Cumberland County had the highest-priced homes, at $214,000. On the opposite end of the scale, Piscataquis County homes had a median sales price of $58,000.
In September of 2012, Terry Sortwell of LandVest, a New England luxury real estate firm, reported that the state’s high-end, coastal real estate market is on the rebound. “In the last six weeks we have had an unexpected surge in the number of productive showings in midcoast Maine. Despite market conditions, the buyers that we have spoken to lately do not appear to be concerned with making a real estate investment. On the contrary, they feel they are getting a good deal and feel a sense of urgency: if they don’t buy, someone else will.”
“Several of our recent sales have had more than one person on the waiting list, an occurance that we have not seen happen in quite some time,” added Ruth Kennedy Sudduth, director of the LandVest Residential Brokerage Division.
John Saint-Amour from LandVest’s Portland office reports similar increased activity in southern coastal Maine and into the western lakes region. With buyers looking for value, sellers are working with realistic offers and properties are selling, he said. Since January of 2011, there have been 15 sales of $2 million and above properties in Maine, he added.
William Davisson, also of the LandVest Portland office, reports dramatic increased activity from buyers having interest in properties in Southern Maine. Oceanfront positions, proximity to amenities, accessibility to transportation, and relative turn-key quality define search parameters for these buyers.
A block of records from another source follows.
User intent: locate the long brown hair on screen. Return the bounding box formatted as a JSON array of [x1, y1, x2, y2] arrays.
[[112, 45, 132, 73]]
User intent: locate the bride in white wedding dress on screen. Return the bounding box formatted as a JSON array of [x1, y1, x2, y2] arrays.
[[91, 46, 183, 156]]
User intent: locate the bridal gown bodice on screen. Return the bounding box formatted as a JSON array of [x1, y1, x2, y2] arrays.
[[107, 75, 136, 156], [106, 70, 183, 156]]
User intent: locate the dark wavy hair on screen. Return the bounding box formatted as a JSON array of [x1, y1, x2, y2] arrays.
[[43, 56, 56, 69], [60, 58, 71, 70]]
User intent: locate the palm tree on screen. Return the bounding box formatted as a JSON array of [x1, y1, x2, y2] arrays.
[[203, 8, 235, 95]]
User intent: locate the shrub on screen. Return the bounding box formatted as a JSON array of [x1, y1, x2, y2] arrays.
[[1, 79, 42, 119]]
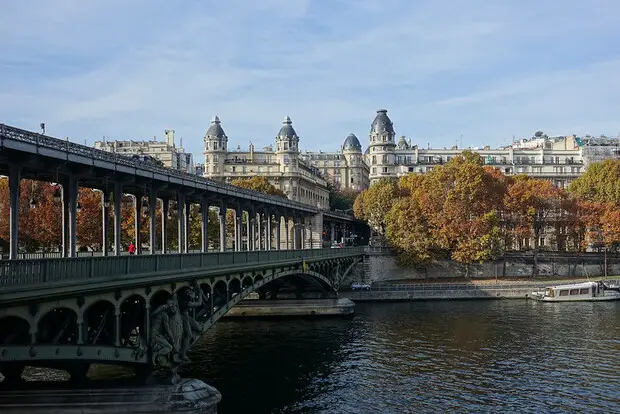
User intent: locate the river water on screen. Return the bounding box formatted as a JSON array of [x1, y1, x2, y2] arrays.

The recent financial market turmoil has not deterred prospect property visits with most buyers, he said.
John Scribner, also from the LandVest Portland office, said there seems to be a sense that the bottom has been realized and that the market is beginning to turn, and the barriers to entry where high-end properties are concerned seem to be lifting.
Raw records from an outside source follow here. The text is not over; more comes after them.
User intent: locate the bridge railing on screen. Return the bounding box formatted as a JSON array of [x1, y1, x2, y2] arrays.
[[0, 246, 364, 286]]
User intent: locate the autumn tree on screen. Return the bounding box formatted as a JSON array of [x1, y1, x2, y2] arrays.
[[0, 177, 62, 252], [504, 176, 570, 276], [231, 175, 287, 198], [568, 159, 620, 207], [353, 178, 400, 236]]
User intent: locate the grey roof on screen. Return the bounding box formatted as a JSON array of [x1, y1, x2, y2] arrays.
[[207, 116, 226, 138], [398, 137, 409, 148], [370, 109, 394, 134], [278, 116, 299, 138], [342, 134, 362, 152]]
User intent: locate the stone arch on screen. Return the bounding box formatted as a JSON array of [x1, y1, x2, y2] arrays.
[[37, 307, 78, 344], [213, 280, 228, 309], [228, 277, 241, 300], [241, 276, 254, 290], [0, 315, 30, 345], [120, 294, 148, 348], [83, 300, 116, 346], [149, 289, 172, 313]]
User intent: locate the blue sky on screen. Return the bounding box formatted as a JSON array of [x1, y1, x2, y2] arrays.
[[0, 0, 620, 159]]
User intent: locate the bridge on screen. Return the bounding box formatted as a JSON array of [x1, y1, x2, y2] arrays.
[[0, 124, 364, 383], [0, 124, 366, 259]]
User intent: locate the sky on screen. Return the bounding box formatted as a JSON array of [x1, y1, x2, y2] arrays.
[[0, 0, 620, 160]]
Edward Riekstins, senior vice president at Boston-based Northmarq Capital, a commercial real estate capital solutions firm, recently said he expects an abundance of capital for residential and commercial real estate in 2013. “Most lenders have larger allocations of capital than last year which will create a very competitive financing environment for 2013,” he said.
“Life insurance companies have much larger allocations than last year and continue to offer very strong 10, 15 and even 20-year fixed rates,” continued Riekstins. “Over the last several years, most life companies have retreated to primary markets like Boston, but there is a renewed interest in lending at the airport hubs in northern New England including Portland, Manchester and Burlington. I do anticipate that as the competition for lending grows, life companies will expand back into the secondary and tertiary markets.”
Chris Lynch, president of Legacy Properties Sotheby’s International, of Brunswick, Maine, believes the uptick in real estate activity in his state is the beginning of a trend. In a February post on his company’s blog, he wrote, “going back a few years ago, we would relish bits of anecdotal evidence that a recovery in Maine was starting to bloom. At first, it looked like a scatter plot of uncorrelated lightning strikes where homes, albeit very few, were selling for seemingly stronger prices. It was also largely limited to the highest value locations in Maine. As the anecdotes grew to more than a handful, the coincidence was becoming statistically significant.”
However, Lynch said single-family home sales have not declined in number in Maine since June of 2011. There have been “18 uninterrupted monthly gains in terms of unit volume,” he wrote. “In fact, eight of the 12 months reported (so far) in 2012 demonstrated unit volume gains in excess of 10 percent, with five of them in excess of 20 percent gains. All told, the year 2012 had unit volume gains of more than 17 percent compared with 2011.”
Lynch said his team believes unit volume gains will continue to improve in Maine, although possibly not at last year’s same robust pace. “Prices are directly tied to supply,” he wrote. “If we can keep our inventory moving at a healthy turnover rate, prices will rise accordingly. All told, it should be a satisfying year for Maine real estate participants.”